\”Ini lebih dari ekspektasi saya, apresiasi dari para tamu luar negeri luar biasa sekali. Dari diskusi terlihat bagaimana mereka antusias. Aku juga belajar banyak dari festival tahun ini. Tahun depan kami harapkan terjadi transaksi (antara stakeholder industri musik dan musisi),\” kata Franky kepada Medcom, Minggu, 27 Maret 2022.
Franky juga berharap, ke depan para musisi yang terlibat memiliki kesiapan yang lebih untuk dapat menjual atau merepresentasikan musiknya dalam pasar musik global, melalui stakeholder yang datang ke IMEX.
\”Masih panjang pekerjaan kita, aku kasih sample (kelompok musik) Aksilarasi. di bagian hulunya seperti mereka. Apa yang ada saat ini, (para musisi) dari hulunya banyak yang belum siap. Ini bukan PR (Pekerjaan Rumah) aku sendiri,\” sambung Franky.
Apa yang dimaksud Franky soal Aksilarasi adalah contoh bagaimana kelompok musik berbasis tradisi atau etnik mendapat pendampingan yang berkelanjutan oleh para pakar musik. Pendampingan itu dalam bentuk lokakarya yang intensif, sehingga para musisi memiliki bekal yang cukup untuk maju sebagai musisi profesional ke pasar musik yang lebih luas.
Dalam IMEX 2022, beberapa pihak internasional yang hadir antara lain para jurnalis internasional, perwakilan Small World Music, Global Music Network, dan Seoul Music Week. Franky Raden berharap kesempatan bertemu dengan para pelaku industri musik global akan membawa dampak berkelanjutan bagi para musisi.

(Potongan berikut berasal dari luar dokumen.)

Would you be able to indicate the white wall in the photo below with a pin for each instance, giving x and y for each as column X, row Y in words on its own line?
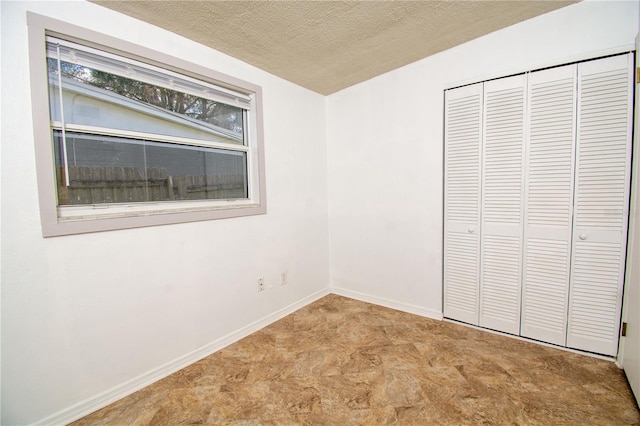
column 385, row 149
column 83, row 314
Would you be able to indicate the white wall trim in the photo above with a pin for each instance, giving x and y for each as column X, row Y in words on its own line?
column 388, row 303
column 555, row 62
column 88, row 406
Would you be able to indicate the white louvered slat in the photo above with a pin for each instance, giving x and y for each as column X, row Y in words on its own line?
column 463, row 123
column 601, row 200
column 548, row 204
column 502, row 208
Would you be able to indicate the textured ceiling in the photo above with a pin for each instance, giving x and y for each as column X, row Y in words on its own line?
column 327, row 46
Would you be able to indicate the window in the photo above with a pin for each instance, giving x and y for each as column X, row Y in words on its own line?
column 138, row 138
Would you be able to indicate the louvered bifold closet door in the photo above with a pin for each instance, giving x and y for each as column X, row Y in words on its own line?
column 548, row 203
column 463, row 137
column 502, row 203
column 601, row 203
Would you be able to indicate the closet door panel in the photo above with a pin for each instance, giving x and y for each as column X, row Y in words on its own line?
column 463, row 137
column 601, row 203
column 548, row 203
column 502, row 208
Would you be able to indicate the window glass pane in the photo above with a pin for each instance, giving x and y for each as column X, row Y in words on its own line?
column 97, row 98
column 105, row 169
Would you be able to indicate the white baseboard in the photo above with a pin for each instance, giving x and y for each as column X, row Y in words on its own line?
column 81, row 409
column 388, row 303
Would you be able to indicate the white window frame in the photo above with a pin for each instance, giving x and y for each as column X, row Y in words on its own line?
column 69, row 220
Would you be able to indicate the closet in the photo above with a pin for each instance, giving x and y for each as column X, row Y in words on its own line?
column 536, row 195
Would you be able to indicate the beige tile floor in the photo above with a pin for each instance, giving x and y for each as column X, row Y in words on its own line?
column 343, row 362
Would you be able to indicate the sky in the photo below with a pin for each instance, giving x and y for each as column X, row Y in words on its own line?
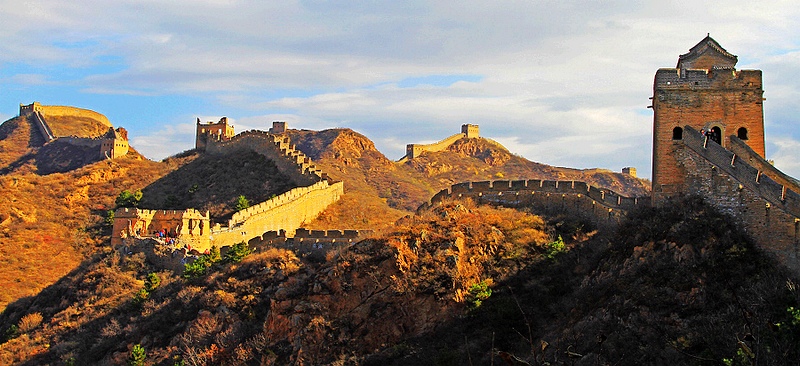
column 559, row 82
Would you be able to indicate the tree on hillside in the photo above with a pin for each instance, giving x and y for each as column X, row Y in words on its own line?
column 128, row 199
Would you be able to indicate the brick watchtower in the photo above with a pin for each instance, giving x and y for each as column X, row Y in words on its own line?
column 704, row 91
column 219, row 131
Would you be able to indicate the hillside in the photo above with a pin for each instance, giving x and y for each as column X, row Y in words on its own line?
column 53, row 200
column 379, row 190
column 213, row 183
column 663, row 289
column 23, row 150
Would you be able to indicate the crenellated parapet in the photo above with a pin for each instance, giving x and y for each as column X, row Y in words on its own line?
column 277, row 148
column 755, row 194
column 415, row 150
column 603, row 206
column 286, row 212
column 113, row 144
column 189, row 226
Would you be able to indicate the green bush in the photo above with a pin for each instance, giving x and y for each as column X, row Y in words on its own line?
column 242, row 203
column 477, row 293
column 152, row 282
column 109, row 219
column 137, row 356
column 128, row 199
column 237, row 252
column 200, row 266
column 11, row 333
column 141, row 296
column 554, row 248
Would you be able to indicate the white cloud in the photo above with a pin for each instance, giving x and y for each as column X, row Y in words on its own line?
column 564, row 83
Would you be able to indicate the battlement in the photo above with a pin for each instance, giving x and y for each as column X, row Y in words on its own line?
column 602, row 206
column 277, row 128
column 691, row 79
column 629, row 170
column 272, row 203
column 415, row 150
column 189, row 226
column 212, row 131
column 277, row 148
column 26, row 110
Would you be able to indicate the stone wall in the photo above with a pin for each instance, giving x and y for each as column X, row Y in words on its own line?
column 190, row 227
column 277, row 148
column 57, row 110
column 42, row 126
column 287, row 212
column 309, row 241
column 717, row 97
column 768, row 210
column 415, row 150
column 601, row 206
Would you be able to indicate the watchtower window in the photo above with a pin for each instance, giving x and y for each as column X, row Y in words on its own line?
column 677, row 133
column 716, row 135
column 742, row 133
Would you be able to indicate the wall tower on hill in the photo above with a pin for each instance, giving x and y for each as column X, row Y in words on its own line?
column 706, row 92
column 218, row 131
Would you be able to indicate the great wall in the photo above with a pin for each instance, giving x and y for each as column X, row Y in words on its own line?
column 113, row 144
column 415, row 150
column 601, row 206
column 708, row 139
column 191, row 230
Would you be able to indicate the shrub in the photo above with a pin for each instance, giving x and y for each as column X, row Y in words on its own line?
column 200, row 266
column 137, row 355
column 555, row 247
column 152, row 282
column 241, row 203
column 11, row 333
column 140, row 296
column 237, row 252
column 477, row 293
column 109, row 219
column 30, row 322
column 128, row 199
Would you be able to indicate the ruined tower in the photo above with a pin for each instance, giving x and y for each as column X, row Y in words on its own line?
column 706, row 92
column 219, row 131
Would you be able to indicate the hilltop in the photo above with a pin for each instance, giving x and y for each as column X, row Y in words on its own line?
column 379, row 190
column 57, row 194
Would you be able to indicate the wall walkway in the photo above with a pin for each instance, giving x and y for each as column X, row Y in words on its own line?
column 601, row 206
column 768, row 210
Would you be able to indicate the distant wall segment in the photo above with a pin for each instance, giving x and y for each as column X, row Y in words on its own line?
column 415, row 150
column 601, row 206
column 286, row 212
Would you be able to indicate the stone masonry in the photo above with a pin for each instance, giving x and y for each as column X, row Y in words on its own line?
column 706, row 92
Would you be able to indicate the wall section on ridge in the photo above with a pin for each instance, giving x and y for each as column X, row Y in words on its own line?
column 600, row 206
column 287, row 212
column 768, row 210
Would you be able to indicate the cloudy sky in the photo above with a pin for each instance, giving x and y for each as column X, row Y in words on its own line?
column 559, row 82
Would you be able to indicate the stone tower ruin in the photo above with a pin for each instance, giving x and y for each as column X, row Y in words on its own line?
column 218, row 131
column 706, row 92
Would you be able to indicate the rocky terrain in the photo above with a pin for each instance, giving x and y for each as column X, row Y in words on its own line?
column 453, row 284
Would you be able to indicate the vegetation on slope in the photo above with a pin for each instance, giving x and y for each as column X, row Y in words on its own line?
column 214, row 183
column 676, row 285
column 378, row 190
column 274, row 308
column 49, row 223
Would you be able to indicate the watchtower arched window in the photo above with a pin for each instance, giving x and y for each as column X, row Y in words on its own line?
column 741, row 133
column 716, row 135
column 677, row 133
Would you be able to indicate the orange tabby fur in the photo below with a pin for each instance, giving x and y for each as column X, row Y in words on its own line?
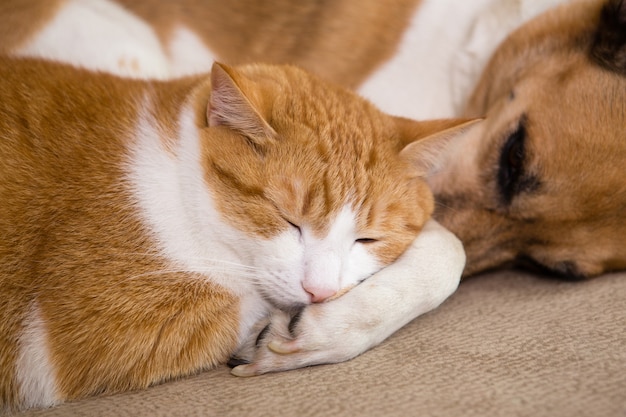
column 78, row 259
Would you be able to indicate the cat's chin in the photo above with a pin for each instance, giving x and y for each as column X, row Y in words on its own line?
column 292, row 309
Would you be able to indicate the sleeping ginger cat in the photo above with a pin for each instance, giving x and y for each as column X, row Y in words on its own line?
column 147, row 226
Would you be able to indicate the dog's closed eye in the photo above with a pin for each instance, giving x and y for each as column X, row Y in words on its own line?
column 514, row 176
column 511, row 165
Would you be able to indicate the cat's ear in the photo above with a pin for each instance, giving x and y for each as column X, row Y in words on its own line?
column 428, row 140
column 609, row 45
column 237, row 103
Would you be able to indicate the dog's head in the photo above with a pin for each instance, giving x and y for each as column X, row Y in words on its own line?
column 543, row 178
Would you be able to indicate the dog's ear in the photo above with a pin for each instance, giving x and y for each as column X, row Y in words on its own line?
column 609, row 46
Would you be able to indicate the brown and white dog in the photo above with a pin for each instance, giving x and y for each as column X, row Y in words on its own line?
column 541, row 181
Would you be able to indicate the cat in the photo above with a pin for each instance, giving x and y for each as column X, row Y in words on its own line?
column 147, row 226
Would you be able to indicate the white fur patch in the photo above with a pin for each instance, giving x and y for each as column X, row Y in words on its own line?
column 98, row 34
column 34, row 371
column 443, row 53
column 336, row 261
column 188, row 54
column 175, row 202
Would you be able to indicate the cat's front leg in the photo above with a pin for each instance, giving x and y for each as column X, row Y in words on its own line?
column 424, row 276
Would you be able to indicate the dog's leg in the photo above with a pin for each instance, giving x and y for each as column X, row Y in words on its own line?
column 424, row 276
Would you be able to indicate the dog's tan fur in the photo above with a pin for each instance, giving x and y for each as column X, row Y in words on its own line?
column 561, row 78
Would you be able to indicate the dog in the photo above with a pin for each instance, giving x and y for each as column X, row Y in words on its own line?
column 541, row 181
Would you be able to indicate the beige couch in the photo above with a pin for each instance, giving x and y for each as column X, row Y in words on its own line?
column 506, row 344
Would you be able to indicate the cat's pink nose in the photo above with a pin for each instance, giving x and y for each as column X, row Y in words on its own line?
column 319, row 294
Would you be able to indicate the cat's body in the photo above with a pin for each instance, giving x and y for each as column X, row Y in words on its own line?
column 146, row 226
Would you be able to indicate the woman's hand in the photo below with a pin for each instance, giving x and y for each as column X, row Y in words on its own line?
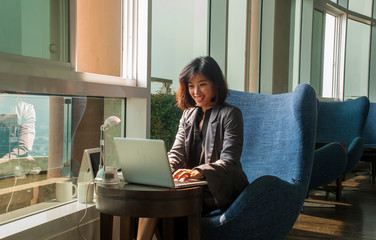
column 186, row 174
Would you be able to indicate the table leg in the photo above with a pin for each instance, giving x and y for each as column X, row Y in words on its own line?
column 194, row 226
column 106, row 226
column 373, row 169
column 127, row 228
column 168, row 228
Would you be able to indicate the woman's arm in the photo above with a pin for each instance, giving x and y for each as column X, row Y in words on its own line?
column 177, row 155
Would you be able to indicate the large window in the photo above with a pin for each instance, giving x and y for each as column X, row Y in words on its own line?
column 51, row 111
column 327, row 53
column 37, row 28
column 357, row 59
column 342, row 49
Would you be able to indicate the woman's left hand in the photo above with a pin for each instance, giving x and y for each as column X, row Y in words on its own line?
column 186, row 174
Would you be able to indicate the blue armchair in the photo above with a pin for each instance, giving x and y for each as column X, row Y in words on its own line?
column 339, row 124
column 279, row 138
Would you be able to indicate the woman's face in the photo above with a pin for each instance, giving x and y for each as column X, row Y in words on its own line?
column 202, row 90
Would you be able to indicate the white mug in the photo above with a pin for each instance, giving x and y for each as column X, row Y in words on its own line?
column 85, row 192
column 65, row 191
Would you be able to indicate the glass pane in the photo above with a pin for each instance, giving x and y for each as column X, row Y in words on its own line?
column 42, row 140
column 317, row 42
column 357, row 59
column 35, row 28
column 236, row 44
column 329, row 44
column 372, row 86
column 179, row 34
column 361, row 6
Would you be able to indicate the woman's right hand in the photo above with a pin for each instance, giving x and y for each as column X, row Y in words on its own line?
column 186, row 174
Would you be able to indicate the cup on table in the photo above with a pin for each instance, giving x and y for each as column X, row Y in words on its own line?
column 65, row 191
column 85, row 192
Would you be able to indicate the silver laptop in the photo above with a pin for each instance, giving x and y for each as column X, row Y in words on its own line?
column 145, row 161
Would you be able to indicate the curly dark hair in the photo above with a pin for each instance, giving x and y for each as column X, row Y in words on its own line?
column 207, row 67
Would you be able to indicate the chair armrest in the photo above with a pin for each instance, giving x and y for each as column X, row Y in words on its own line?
column 354, row 154
column 268, row 199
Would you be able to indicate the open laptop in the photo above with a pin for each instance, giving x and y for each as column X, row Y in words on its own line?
column 145, row 161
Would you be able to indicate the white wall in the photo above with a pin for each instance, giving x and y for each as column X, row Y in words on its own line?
column 179, row 34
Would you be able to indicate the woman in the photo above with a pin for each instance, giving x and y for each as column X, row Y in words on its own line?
column 209, row 141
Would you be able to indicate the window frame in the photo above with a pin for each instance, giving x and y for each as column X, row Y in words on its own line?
column 339, row 48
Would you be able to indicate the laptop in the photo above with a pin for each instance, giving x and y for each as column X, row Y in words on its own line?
column 145, row 161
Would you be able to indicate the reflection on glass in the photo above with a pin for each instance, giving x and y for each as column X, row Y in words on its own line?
column 19, row 143
column 357, row 59
column 361, row 6
column 329, row 44
column 36, row 28
column 42, row 140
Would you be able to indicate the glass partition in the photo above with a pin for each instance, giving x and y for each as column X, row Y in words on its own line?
column 35, row 28
column 361, row 6
column 42, row 142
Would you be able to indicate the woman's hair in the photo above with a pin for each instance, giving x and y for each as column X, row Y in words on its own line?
column 207, row 67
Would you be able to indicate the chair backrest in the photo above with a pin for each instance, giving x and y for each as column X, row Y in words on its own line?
column 279, row 133
column 369, row 131
column 341, row 121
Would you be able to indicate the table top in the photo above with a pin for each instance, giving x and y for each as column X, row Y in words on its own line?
column 133, row 200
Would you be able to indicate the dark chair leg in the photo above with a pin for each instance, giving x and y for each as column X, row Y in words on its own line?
column 338, row 188
column 373, row 169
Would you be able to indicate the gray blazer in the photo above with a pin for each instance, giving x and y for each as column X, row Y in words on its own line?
column 223, row 148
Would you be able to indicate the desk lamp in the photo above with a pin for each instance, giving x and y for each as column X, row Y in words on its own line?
column 109, row 175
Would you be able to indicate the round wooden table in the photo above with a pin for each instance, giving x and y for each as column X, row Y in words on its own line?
column 130, row 201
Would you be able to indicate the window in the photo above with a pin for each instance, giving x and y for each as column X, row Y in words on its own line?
column 357, row 59
column 327, row 60
column 69, row 105
column 342, row 49
column 37, row 28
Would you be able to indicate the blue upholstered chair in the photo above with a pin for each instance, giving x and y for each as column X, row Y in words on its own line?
column 279, row 139
column 340, row 124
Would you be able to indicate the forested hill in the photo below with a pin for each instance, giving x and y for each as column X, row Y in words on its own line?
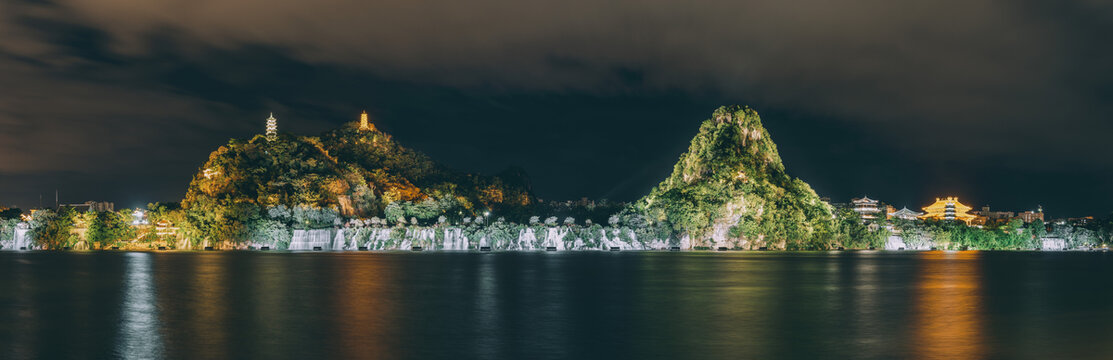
column 730, row 190
column 356, row 172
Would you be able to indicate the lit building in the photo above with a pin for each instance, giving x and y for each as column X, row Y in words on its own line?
column 365, row 125
column 992, row 216
column 91, row 206
column 947, row 208
column 1030, row 216
column 272, row 128
column 904, row 213
column 866, row 207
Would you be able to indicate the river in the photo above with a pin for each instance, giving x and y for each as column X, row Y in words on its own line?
column 557, row 305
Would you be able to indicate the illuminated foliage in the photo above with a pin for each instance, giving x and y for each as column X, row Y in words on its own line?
column 731, row 176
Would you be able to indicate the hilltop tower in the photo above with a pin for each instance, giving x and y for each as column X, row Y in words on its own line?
column 272, row 128
column 948, row 208
column 364, row 124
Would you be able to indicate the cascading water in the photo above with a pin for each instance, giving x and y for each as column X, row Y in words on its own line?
column 21, row 240
column 311, row 239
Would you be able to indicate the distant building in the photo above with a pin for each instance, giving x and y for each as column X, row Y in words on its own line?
column 1080, row 221
column 947, row 208
column 165, row 227
column 904, row 213
column 866, row 207
column 91, row 206
column 272, row 128
column 365, row 125
column 987, row 216
column 1030, row 216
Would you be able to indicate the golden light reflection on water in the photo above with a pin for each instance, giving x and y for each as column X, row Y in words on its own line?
column 947, row 321
column 363, row 309
column 210, row 288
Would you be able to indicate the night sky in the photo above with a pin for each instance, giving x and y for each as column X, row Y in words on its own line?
column 1000, row 103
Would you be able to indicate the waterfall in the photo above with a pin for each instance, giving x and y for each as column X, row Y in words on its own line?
column 1052, row 244
column 21, row 240
column 525, row 240
column 454, row 240
column 309, row 239
column 338, row 241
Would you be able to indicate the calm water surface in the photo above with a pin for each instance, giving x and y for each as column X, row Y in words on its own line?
column 557, row 305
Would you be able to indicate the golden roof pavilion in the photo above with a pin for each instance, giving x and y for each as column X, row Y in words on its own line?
column 947, row 208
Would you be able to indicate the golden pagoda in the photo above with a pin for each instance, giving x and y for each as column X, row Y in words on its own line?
column 947, row 208
column 364, row 124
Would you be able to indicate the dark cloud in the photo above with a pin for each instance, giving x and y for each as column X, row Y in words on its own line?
column 1003, row 103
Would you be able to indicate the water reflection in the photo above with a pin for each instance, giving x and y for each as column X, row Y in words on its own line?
column 948, row 322
column 139, row 328
column 571, row 305
column 364, row 310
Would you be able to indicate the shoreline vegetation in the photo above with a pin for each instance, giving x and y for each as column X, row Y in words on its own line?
column 356, row 187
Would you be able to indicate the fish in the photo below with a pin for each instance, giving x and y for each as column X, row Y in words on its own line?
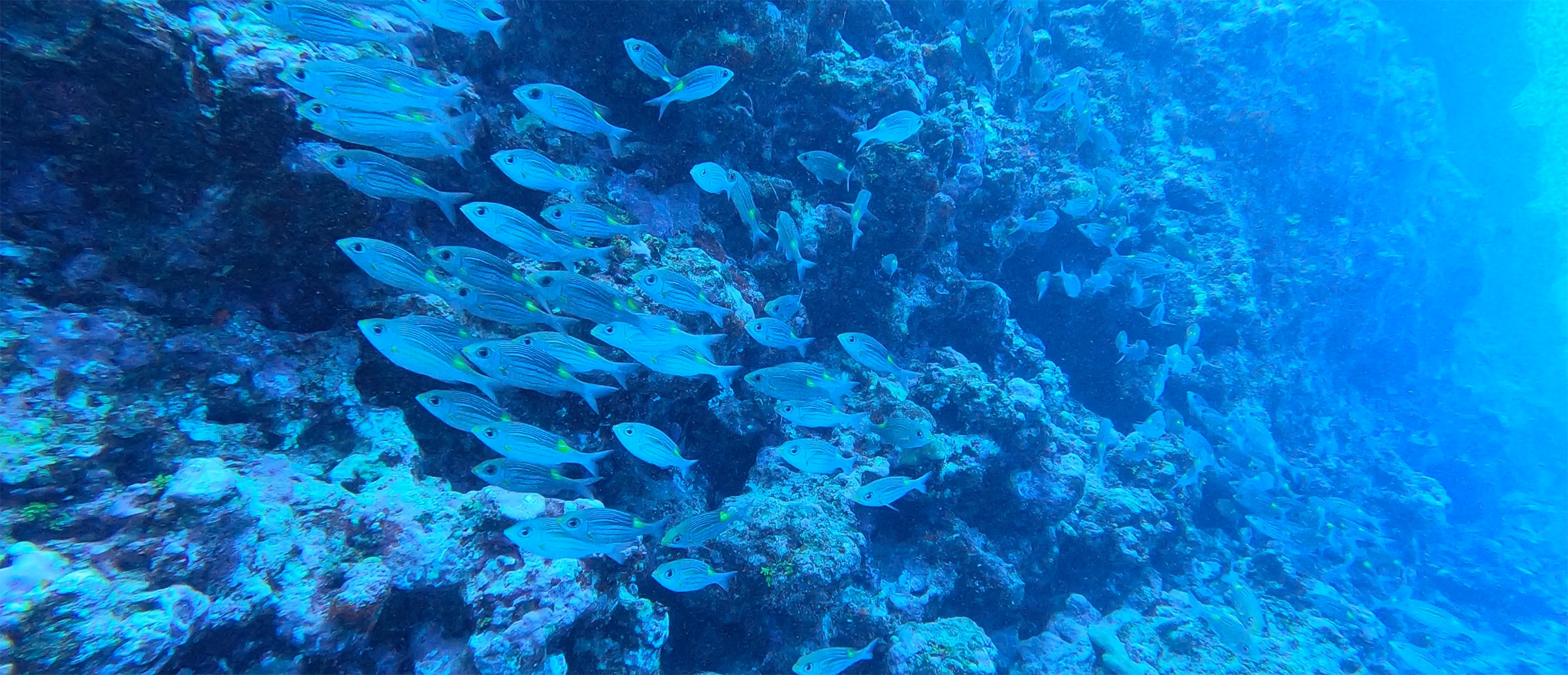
column 649, row 60
column 891, row 129
column 904, row 432
column 578, row 357
column 649, row 445
column 745, row 205
column 825, row 167
column 512, row 308
column 609, row 525
column 323, row 21
column 427, row 346
column 382, row 176
column 704, row 526
column 521, row 442
column 521, row 233
column 657, row 337
column 694, row 85
column 463, row 16
column 800, row 380
column 857, row 212
column 518, row 365
column 1070, row 283
column 393, row 266
column 678, row 293
column 888, row 490
column 350, row 85
column 774, row 333
column 421, row 134
column 687, row 575
column 524, row 478
column 712, row 178
column 833, row 660
column 587, row 220
column 461, row 410
column 871, row 354
column 546, row 537
column 816, row 455
column 789, row 242
column 1039, row 223
column 819, row 414
column 783, row 306
column 535, row 172
column 687, row 361
column 566, row 108
column 587, row 299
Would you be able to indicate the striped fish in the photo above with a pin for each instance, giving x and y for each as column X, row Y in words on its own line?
column 566, row 108
column 585, row 220
column 382, row 176
column 521, row 233
column 679, row 293
column 427, row 346
column 461, row 410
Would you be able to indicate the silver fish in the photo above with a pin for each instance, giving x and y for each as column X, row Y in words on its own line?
column 524, row 478
column 461, row 410
column 712, row 178
column 546, row 539
column 825, row 167
column 427, row 346
column 694, row 85
column 518, row 365
column 774, row 333
column 687, row 575
column 871, row 354
column 833, row 660
column 800, row 380
column 518, row 231
column 679, row 293
column 857, row 212
column 649, row 445
column 704, row 526
column 888, row 490
column 585, row 220
column 382, row 176
column 323, row 21
column 523, row 442
column 649, row 60
column 783, row 306
column 819, row 414
column 578, row 355
column 570, row 110
column 816, row 455
column 535, row 172
column 891, row 129
column 789, row 242
column 393, row 266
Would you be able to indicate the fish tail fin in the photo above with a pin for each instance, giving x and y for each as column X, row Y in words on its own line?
column 449, row 203
column 615, row 135
column 495, row 30
column 592, row 393
column 590, row 461
column 581, row 486
column 802, row 266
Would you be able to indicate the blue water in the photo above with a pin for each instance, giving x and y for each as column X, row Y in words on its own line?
column 1122, row 338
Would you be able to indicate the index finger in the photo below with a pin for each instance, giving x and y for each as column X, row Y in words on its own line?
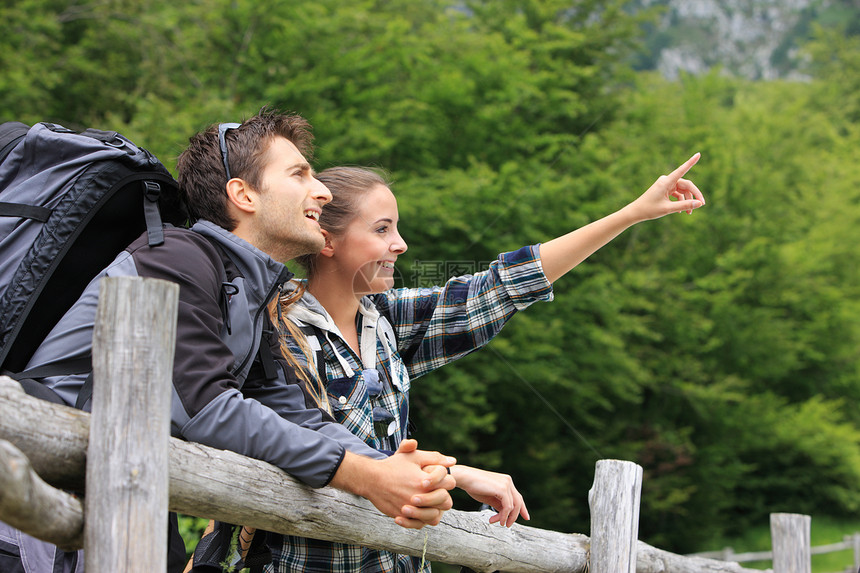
column 682, row 170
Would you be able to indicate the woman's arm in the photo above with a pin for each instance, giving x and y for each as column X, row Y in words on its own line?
column 562, row 254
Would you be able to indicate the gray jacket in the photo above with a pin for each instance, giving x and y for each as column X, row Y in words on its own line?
column 223, row 396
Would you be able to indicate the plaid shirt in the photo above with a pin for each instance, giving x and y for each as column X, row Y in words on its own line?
column 403, row 334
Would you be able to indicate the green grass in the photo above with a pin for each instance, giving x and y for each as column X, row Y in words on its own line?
column 823, row 531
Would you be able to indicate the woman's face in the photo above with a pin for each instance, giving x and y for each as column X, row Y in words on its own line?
column 369, row 247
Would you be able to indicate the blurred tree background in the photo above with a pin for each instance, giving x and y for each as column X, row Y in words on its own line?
column 718, row 350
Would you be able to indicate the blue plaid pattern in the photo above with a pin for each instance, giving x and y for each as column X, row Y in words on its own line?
column 431, row 327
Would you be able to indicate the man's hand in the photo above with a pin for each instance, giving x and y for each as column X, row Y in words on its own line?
column 399, row 486
column 495, row 489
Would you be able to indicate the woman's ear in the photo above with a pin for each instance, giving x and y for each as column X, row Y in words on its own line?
column 240, row 196
column 328, row 249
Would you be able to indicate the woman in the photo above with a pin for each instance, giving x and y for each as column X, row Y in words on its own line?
column 366, row 340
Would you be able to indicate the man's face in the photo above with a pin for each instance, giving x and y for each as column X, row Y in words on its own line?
column 290, row 200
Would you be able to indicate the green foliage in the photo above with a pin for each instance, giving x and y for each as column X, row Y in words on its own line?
column 716, row 350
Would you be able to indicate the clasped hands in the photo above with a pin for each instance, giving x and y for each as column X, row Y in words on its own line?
column 432, row 497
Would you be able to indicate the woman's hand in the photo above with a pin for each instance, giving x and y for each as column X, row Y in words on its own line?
column 495, row 489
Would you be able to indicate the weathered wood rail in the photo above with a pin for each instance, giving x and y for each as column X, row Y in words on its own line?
column 45, row 448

Pada tahun ini IMEX dimeriahkan oleh 18 penampil, antara lain Bona Alit (Bali), Hawaiian Teluk Ambon, Suarasama (Medan), Sambasunda (Jawa Barat), Riau Rhytm, Music of Karo, dan Marinuz Kevin.
IMEX 2022 ditutup dengan penampilan Riau Rhtym yang merepresentasikan musik dengan pengaruh Sumatera yang sangat kental. Menariknya, hal itu bukan saja terlihat dari instrumen musik yang mereka pilih, tetapi juga dalam tema-tema lagu yang mereka bawakan.
Riau Rhytm dalam dua album terakhir melakukan riset mendalam tentang akar budaya Melayu. Hasil riset itu kemudian mereka rekonstruksi dalam bentuk musik.
\”Dari 2007 kami mencoba memainkan musik-musik dari hasil riset sejarah. Sebagai komposer bagaimana kami riset sesuatu dan menjadikannya karya musik, selama ini kan riset sudah biasa diadaptasi ke film dan teater. Sehingga kami mencoba untuk melakukan hal itu, rekonstruksi sejarah melalui bunyi. Kami menjalani cara itu (riset dan merekonstruksi sejarah) dari album ke-tujuh sampai ke album ke-delapan,\” tukas Rino Dezapaty dari Riau Rhytm.